Complex machine learning processor chips take months or years to design, and require a large team of experts with knowledge in machine learning, low-level micro-architectures, and physical chip design. The complexity challenge of modern ASIC design is under investigation in DARPA’s Intelligent Design of Electronic Assets (IDEA), Posh Open Source Hardware (POSH), and Circuit Realization at Faster Timescales (CRAFT) programs.

The DARPA RTML program will capitalize these approaches by creating no-human-in-the-loop hardware generators optimized for machine learning, and enable automated generation of machine-learning ASICs directly from high-level source code. The RTML program is split into two 18-month research phases: machine learning hardware compiler; and real-time machine learning systems.

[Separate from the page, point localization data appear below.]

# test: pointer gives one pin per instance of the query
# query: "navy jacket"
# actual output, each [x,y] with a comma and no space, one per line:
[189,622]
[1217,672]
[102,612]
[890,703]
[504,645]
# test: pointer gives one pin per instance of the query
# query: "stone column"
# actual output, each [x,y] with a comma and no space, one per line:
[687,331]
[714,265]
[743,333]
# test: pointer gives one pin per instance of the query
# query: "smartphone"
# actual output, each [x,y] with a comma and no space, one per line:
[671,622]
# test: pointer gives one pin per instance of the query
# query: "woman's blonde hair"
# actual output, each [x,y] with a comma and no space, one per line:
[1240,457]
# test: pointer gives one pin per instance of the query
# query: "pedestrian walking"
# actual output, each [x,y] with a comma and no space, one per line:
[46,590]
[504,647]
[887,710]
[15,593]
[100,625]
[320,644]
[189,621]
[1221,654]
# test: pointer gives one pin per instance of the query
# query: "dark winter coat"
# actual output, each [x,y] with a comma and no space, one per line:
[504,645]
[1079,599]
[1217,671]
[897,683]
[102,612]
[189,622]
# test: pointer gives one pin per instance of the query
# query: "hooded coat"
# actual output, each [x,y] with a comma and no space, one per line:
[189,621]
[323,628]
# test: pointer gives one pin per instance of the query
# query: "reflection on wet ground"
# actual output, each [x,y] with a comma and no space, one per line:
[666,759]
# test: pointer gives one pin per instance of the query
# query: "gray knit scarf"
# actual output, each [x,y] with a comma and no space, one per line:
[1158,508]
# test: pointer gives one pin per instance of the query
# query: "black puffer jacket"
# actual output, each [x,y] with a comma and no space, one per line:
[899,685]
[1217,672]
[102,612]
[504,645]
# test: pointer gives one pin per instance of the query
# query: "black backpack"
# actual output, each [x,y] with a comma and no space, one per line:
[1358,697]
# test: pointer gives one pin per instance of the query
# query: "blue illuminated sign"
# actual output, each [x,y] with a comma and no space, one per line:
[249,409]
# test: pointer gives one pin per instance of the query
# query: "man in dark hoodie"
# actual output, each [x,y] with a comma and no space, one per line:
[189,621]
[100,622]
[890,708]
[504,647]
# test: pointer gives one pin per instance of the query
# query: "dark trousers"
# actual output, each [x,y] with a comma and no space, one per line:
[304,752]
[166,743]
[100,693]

The first segment will create automated hardware compilers for state-of-the-art machine learning algorithms and networks using existing machine learning programming frameworks as inputs. The goal is to demonstrate a compiler capable of auto-generating a large catalog of scalable machine learning hardware instances ranked by performance, size, weight, area, power, throughput, and latency.

The second segment will incorporate state-of-the-art machine learning advances while adding compiler support for hardware optimization driven by system requirements.


The RTML seeks to answer these questions: can we build an application-specific silicon compiler for machine learning; what hardware architectures are best suited to RTML; what are the lower latency limits for various RTML tasks; and what is the lowest SWaP feasible for various RTML tasks?

Unwanted are research that does not result in deliverable hardware; circuits that cannot be produced in standards CMOS foundries; new domain-specific languages; new approaches to physical layout; and incremental efforts.